Fixes severe degradation in Linux performance observed by Torvalds


Before Linus Torvalds lost his internet and power due to a snowstorm thus impacting the Linux 6.8 integration window, his weekend was already in rough shape due to facing a performance dip with new Linux 6.8 code that was causing his Linux kernel to build. It is double what it was with previous cores. An AMD Linux engineer was able to reproduce the regression and with the lead developers, there is now a confirmed solution to this problem in the latest scheduling code.

In the discussion of the significant performance regression reported by Linus Torvalds that arose from scheduler changes in Linux 6.8, for split commit, it was not immediately clear to the developer involved what caused the regression. In the ensuing discussion, AMD’s Wise Carney mentioned that he could also reproduce the regression. Instead of a high-end AMD Ryzen Threadripper like the one Torvalds uses, Wyes was using a modest AMD Ryzen 5600G desktop. One important note he brought up is that this is only reproduced if you disable ACPI CPPC from the BIOS and use ACPI CPUFreq with the Schedutil governor.

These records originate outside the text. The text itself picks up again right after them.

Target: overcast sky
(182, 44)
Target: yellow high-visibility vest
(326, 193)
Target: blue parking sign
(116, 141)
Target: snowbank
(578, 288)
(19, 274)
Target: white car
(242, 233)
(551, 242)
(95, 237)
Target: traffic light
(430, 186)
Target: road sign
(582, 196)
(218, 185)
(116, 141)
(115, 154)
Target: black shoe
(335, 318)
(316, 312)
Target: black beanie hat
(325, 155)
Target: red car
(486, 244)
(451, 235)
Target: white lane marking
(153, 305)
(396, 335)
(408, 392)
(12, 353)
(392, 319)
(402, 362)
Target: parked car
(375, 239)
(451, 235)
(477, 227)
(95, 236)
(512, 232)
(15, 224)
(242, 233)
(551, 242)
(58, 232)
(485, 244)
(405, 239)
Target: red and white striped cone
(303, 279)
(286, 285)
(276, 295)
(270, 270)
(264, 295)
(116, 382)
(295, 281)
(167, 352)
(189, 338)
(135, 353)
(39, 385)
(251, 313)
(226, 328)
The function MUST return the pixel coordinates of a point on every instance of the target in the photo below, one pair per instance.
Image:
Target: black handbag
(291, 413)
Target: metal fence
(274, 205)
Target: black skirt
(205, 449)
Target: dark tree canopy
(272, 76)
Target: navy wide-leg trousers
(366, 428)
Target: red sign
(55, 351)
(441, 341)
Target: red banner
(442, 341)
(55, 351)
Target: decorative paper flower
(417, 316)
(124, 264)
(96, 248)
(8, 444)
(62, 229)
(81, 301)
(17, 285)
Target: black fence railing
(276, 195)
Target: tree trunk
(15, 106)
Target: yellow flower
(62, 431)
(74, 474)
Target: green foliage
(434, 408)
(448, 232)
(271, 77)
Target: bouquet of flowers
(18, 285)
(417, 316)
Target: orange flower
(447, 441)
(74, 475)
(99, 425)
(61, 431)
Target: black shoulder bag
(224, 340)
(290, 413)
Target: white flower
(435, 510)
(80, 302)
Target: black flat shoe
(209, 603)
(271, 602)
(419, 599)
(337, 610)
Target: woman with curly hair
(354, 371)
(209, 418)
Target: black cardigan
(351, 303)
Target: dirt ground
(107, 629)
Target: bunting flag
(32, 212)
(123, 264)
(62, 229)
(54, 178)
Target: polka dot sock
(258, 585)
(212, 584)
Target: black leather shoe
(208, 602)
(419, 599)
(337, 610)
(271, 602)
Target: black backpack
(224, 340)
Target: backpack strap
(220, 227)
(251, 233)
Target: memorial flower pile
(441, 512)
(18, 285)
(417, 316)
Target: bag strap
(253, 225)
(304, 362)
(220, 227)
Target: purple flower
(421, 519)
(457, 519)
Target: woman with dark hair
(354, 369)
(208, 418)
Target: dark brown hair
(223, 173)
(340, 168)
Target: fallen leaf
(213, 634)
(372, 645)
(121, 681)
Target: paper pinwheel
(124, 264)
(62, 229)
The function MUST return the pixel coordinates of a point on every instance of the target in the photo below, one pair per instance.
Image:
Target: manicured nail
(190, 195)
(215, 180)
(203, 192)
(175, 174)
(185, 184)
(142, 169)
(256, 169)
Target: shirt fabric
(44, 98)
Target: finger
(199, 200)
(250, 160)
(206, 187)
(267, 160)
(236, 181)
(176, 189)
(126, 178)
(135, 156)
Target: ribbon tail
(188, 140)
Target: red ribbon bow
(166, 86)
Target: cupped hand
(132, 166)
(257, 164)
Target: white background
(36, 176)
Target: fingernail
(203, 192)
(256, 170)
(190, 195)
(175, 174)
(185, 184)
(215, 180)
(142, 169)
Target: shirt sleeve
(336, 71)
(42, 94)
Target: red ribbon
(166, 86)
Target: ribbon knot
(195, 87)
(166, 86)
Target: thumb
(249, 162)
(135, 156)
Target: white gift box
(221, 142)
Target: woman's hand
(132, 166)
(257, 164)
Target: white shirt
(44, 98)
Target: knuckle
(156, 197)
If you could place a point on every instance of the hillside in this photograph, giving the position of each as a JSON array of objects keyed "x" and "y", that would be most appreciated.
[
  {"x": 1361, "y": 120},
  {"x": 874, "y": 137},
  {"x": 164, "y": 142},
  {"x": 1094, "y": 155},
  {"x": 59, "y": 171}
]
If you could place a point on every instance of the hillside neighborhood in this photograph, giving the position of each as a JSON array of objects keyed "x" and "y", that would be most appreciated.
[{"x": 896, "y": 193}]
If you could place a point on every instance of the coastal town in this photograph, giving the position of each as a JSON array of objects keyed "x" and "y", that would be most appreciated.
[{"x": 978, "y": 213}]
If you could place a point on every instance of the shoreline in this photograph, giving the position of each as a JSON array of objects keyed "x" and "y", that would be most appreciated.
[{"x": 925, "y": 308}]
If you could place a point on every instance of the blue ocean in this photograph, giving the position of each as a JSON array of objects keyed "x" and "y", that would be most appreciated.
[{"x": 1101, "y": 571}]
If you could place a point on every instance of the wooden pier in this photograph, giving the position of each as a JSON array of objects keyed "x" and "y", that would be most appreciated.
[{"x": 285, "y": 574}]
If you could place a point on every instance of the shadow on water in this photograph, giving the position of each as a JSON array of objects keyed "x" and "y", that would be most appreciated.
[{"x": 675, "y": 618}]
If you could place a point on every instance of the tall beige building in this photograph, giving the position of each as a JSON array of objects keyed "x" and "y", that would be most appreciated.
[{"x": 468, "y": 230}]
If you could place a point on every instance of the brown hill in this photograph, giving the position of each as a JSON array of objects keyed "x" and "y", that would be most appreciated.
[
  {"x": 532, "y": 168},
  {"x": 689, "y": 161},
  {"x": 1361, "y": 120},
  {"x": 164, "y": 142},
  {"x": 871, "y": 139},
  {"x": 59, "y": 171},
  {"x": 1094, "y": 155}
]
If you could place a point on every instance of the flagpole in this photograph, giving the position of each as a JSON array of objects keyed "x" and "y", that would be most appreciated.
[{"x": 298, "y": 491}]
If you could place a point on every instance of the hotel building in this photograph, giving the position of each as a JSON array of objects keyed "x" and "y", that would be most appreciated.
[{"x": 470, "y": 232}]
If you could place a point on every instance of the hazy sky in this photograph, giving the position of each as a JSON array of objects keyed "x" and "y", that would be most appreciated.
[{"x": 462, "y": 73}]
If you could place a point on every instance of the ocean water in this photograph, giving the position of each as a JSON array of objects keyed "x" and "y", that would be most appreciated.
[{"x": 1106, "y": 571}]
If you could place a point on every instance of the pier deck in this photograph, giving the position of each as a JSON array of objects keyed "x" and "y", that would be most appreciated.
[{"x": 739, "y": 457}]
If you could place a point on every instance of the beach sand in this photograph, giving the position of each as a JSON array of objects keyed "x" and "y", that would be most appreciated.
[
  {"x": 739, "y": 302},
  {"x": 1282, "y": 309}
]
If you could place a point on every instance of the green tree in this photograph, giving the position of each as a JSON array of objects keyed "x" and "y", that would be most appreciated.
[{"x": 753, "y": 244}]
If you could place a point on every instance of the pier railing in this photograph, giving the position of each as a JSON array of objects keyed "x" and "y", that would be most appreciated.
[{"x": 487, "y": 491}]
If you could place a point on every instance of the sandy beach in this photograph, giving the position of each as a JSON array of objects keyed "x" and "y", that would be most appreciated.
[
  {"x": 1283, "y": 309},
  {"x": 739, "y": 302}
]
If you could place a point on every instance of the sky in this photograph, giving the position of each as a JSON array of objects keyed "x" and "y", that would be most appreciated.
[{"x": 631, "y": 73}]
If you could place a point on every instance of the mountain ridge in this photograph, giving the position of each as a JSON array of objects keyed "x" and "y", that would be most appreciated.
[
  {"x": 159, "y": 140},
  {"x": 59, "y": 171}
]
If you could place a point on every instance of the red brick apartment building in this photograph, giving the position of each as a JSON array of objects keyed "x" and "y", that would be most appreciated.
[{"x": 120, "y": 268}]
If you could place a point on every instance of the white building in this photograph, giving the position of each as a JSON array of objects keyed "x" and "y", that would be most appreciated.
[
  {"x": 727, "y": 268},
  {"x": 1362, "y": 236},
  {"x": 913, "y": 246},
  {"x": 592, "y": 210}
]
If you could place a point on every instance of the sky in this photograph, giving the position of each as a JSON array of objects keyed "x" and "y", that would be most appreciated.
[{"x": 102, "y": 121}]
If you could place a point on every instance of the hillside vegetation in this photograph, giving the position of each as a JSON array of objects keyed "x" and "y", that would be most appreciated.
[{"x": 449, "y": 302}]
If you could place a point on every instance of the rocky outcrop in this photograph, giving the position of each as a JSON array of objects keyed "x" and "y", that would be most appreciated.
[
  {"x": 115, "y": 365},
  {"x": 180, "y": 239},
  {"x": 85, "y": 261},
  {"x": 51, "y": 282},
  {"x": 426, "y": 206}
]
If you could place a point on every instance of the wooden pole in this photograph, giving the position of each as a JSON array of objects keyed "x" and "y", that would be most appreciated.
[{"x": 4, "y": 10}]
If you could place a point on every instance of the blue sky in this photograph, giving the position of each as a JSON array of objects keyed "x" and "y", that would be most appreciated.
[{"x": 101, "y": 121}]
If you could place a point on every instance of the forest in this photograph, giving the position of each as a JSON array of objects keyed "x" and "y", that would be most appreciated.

Most AMD Zen 2 and later systems support ACPI CPPC, so with modern cores on the Ryzen side they typically use the new AMD P-State driver. But for Zen 2 / Zen 3 and earlier systems (or those that disable CPPC from BIOS), the CPUFreq driver is still used and the default CPU frequency governor is usually “Schedutil” to take advantage of scheduler usage data.

Through this thread on the mailing list, a correction was suggested and specific issues with this regression were discussed. Eventually, Vincent Guiteau believed he had a solution to the regression and Wise was able to successfully test the patch.

Guittot has now submitted table/fair: fix frequency selection for non-stationary case as a patch to fix this bad regression on new Linux 6.8 code when using ACPI CPUFreq + Schedutil. Explains with correction:

“When frequency persistence is not enabled, get_capacity_ref_freq(policy) returns the current frequency and the performance margin applied by map_util_perf(), enabling usage to exceed the maximum computing capacity and select a frequency higher than the current frequency.

Performance margin is now applied early in the pipeline to account for some usage constraints and we cannot get usage above the maximum compute capacity.

We must use a frequency higher than the current frequency to have a chance of setting a higher OPP when the current frequency is fully used. Apply the same margin and return a frequency 25% higher than the current frequency in order to switch to the next OPP before we use up the entire CPU in the current processor.”

Ultimately, it was a one-line code fix to address this performance degradation that caused Linus Torvalds’ empty kernel builds to increase from 22 seconds to 44 seconds.

Assuming everything continues to test well with the new patch, the fix should make its way into Linux 6.8 Git code once Linus Torvalds’ internet and electricity are restored.